Scientists have confirmed the existence of and imaged "free spirit" atoms —
atoms not subject to magnetic forces because they are electrically neutral —
in the solar wind for the first time. They hope to use the observations to
better estimate the arrival time of solar storms and to estimate the amount
of dust left over from the solar system’s birth.

The scientific team used the Low Energy Neutral Atom imager (LENA) instrument
on NASA’s Imager for Magnetopause to Aurora Global Exploration (IMAGE)
spacecraft to make the detection and produce the images.

"Our LENA instrument was designed to see neutral atoms coming from our own
planet. It just amazes me that it is also taking us outside the Earth’s
magnetic field to study interplanetary gas and dust, and even outside the
solar system to study the interstellar gas cloud," said Dr. Thomas Moore,
Project Scientist for IMAGE at Goddard Space Flight Center, Greenbelt, Md.
Moore is lead author of a paper describing the neutral atom detection
published in Geophysical Research Letters.

The solar wind is a stream of electrified and magnetic gas that blows
constantly from the Sun at speeds of about 250 miles per second. The gas
is electrified because heat and radiation from the Sun remove electrons
that normally surround the gas atoms and balance their electric charges.
Scientists thought that within this gale of electrified atoms, a few might
manage to obtain a complete complement of electrons and thus be rendered
electrically neutral (the number of surrounding electrons, which are
negatively charged, balances the number of positively charged protons at
the center of the atom). The detection by IMAGE is the first confirmation
of this idea, and the surprising result is that such atoms may be up to
ten times more common than previously thought.

Electrically neutral atoms become the "free spirits" of the solar wind
because they do not feel magnetic forces, and thus can chart their own paths
through the solar system, ignoring the contours of the ubiquitous magnetic
fields in interplanetary space that their electrically charged cousins must
follow. Like free spirits everywhere, neutral atoms are rare; for every
10,000 electrified solar wind atoms, there exist no more than 10 neutral
atoms. Nevertheless, this faint whisper of particles snubs the Earth’s
magnetic field that blocks the electrified solar wind, offering a rare
glimpse of solar wind activity from within our magnetic shield.
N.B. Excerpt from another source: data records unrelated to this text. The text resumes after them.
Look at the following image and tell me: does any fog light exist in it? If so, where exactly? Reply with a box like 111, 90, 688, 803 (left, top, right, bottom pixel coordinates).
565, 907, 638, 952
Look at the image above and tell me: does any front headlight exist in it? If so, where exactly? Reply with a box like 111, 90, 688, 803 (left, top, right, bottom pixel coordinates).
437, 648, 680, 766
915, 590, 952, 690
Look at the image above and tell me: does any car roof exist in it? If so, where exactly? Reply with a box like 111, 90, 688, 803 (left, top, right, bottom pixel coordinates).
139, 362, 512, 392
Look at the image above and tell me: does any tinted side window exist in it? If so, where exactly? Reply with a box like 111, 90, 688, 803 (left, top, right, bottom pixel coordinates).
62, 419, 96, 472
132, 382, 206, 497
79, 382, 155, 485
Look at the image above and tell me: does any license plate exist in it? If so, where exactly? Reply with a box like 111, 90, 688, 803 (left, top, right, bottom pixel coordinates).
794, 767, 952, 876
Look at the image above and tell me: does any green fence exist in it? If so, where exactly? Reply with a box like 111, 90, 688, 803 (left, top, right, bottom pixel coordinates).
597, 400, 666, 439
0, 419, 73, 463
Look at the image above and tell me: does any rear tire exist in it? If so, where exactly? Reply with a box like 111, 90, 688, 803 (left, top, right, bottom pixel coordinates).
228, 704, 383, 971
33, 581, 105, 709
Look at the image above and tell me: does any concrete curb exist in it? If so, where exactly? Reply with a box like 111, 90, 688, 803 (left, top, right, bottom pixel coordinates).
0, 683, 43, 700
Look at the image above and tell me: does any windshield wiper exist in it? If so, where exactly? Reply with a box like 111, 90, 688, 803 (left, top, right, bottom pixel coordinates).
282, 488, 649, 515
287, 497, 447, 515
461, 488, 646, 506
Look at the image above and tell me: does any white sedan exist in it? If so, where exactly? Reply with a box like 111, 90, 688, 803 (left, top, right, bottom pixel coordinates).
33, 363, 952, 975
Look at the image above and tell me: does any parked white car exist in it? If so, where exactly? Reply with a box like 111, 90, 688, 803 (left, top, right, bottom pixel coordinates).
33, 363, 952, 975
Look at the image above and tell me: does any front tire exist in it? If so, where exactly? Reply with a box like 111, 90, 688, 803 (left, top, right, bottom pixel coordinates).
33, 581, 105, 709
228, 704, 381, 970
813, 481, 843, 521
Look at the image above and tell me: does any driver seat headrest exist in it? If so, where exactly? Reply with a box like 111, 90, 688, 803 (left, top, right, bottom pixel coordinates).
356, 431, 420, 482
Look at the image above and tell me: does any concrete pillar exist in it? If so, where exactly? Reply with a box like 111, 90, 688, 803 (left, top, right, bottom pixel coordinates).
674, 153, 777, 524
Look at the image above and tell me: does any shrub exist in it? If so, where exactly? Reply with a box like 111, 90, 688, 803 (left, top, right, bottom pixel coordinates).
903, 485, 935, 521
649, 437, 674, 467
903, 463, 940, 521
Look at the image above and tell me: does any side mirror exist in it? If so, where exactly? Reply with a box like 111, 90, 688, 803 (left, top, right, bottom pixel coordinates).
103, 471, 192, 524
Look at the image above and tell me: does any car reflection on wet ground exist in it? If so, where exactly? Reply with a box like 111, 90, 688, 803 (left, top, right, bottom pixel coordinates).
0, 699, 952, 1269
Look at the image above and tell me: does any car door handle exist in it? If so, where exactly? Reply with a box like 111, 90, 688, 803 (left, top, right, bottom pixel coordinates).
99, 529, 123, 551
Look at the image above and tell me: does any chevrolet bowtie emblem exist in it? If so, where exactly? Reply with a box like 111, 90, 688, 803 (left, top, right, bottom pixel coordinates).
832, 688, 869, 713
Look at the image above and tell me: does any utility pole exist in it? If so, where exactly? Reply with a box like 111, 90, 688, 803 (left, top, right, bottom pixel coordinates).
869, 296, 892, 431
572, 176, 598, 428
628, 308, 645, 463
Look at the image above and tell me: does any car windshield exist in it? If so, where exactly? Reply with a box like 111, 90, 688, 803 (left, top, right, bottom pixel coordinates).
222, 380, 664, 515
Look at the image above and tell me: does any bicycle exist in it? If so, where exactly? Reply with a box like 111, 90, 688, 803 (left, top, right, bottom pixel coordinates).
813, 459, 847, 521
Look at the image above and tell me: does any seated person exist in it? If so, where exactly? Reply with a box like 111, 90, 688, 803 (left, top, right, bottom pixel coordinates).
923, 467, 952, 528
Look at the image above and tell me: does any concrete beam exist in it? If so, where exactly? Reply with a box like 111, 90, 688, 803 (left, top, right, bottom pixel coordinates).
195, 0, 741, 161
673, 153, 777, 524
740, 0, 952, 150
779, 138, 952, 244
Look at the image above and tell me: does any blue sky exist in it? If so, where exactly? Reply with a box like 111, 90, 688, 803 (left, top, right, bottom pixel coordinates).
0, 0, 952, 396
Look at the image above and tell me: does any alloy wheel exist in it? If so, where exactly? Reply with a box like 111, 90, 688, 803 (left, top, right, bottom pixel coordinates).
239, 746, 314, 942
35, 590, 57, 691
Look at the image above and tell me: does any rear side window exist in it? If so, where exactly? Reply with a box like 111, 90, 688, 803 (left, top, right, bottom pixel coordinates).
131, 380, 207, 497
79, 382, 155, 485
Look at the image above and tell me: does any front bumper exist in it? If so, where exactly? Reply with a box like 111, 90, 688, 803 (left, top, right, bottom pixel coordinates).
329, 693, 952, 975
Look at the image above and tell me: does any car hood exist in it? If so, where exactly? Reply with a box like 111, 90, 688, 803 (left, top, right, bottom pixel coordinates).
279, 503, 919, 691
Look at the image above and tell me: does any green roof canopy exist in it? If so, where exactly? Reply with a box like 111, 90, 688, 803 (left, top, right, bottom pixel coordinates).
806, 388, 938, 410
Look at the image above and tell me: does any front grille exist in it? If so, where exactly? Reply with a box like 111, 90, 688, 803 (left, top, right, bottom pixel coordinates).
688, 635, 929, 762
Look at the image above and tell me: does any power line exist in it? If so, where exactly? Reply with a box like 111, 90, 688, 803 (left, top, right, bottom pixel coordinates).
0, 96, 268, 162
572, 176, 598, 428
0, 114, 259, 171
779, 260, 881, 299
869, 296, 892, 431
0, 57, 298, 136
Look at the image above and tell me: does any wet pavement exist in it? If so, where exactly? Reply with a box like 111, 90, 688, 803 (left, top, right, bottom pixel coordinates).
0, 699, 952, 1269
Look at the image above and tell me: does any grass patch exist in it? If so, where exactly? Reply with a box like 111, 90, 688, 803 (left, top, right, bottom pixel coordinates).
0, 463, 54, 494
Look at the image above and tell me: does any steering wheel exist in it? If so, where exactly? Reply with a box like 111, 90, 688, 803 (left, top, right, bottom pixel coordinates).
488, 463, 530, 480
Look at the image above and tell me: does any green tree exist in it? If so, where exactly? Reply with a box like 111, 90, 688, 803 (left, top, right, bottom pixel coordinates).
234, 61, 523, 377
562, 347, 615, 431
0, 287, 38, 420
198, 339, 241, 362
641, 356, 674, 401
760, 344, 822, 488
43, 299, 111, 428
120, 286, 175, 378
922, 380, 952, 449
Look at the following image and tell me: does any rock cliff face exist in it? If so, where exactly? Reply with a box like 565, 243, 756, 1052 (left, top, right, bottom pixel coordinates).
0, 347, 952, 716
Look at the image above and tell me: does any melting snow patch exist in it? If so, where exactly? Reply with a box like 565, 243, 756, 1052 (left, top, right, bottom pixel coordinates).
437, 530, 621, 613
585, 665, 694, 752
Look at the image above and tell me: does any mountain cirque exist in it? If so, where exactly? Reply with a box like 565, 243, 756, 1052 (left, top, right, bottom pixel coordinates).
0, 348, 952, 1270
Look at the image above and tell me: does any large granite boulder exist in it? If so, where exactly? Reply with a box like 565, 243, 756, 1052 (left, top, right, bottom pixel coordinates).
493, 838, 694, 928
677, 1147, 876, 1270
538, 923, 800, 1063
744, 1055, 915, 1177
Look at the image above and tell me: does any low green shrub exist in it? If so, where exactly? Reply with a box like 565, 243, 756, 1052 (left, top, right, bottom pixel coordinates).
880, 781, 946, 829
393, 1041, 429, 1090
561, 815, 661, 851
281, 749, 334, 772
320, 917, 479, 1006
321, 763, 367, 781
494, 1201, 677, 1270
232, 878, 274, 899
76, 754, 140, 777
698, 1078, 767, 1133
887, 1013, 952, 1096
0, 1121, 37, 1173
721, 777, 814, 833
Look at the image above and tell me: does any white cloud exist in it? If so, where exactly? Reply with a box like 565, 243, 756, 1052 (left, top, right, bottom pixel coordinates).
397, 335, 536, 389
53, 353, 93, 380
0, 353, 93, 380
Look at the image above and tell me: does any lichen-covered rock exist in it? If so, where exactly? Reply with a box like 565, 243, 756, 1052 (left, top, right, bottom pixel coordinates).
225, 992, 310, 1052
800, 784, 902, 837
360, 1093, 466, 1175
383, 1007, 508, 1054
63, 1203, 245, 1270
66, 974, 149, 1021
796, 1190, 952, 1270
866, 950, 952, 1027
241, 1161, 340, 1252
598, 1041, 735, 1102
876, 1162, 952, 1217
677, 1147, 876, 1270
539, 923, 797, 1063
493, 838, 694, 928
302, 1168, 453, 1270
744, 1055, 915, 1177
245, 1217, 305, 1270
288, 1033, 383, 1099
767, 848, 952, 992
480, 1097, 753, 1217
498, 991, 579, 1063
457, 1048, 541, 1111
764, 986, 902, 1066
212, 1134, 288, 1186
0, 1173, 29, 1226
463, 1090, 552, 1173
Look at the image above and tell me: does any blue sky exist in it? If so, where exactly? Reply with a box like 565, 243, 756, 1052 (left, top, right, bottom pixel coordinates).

Solar scientists have proposed that neutral atoms may help to better estimate
the arrival time of solar storms, which occasionally disrupt high-technology
systems at Earth. Some solar storms are caused by the impact of billion-ton
clouds of electrified gas with the Earth’s magnetic field. Such clouds,
called Coronal Mass Ejections (CME’s), are blasted from near the visible
surface of the Sun at speeds of up to 4.5 million miles per hour.

According to the theory, the CME clouds should carry a higher population
of neutral atoms than the solar wind because they come from near the solar
surface, where it is much cooler than the solar atmosphere, which is the
source of the solar wind. With less heat, fewer atoms will lose their
electrons, and thus more neutral atoms are carried within a CME cloud. As
it races through space, the CME cloud slows down because it plows into the
slower solar wind and its magnetic field. Because they can’t feel magnetic
forces, the CME neutral atoms ignore what the electrically charged majority
is doing and continue to travel at the original speed of the CME.

This leads some solar scientists to propose that there should be a burst of
neutral atoms at Earth shortly before the arrival of an Earth-directed CME
cloud (about 2 – 3 hours before impact, on average). If further observations
with IMAGE show this to be correct, it could greatly benefit space weather
forecasts, because it is difficult to gauge the distance and speed of CME
clouds when they are heading directly towards us.

However, most solar wind neutral atoms are made, not born; that is, they
become neutral by taking electrons from another atom that is electrically
neutral. Like an atomic version of a purse snatching, a fast electrified
atom in the solar wind passes near an existing neutral atom and steals an
electron from it, then races on, blissfully unaware of the magnetic field
that once constrained its motion.

There are three sources of original neutral atoms encountered by the solar
wind as it flows toward Earth: neutrals that are released from the dust
grains left over from the cloud that formed the solar system, neutrals
from other stars (in interstellar gas clouds that the solar system passes
through), and neutrals from the Earth’s upper atmosphere.

The 11-year cycle of violent solar activity will change the amount of
neutrals from Earth, while the amount of interstellar neutrals will vary
as Earth progresses in its orbit around the Sun (from upwind to downwind
in the interstellar gas flow through the solar system). This will cause
the solar wind neutrals detected by IMAGE to vary accordingly. By making
long-term observations and subtracting these variations out, researchers
using IMAGE can estimate the neutral atoms contributed by the solar system
dust (which is constant), and thus get a better estimate on how much dust

"Estimates on the amount of primordial dust in the inner solar system vary
by a factor of 10,000, so this will really help us get a better picture of
how much dust there is inside of Earth’s orbit," said Dr. Michael Collier,
LENA experiment scientist and co-author of the neutral atom detection paper.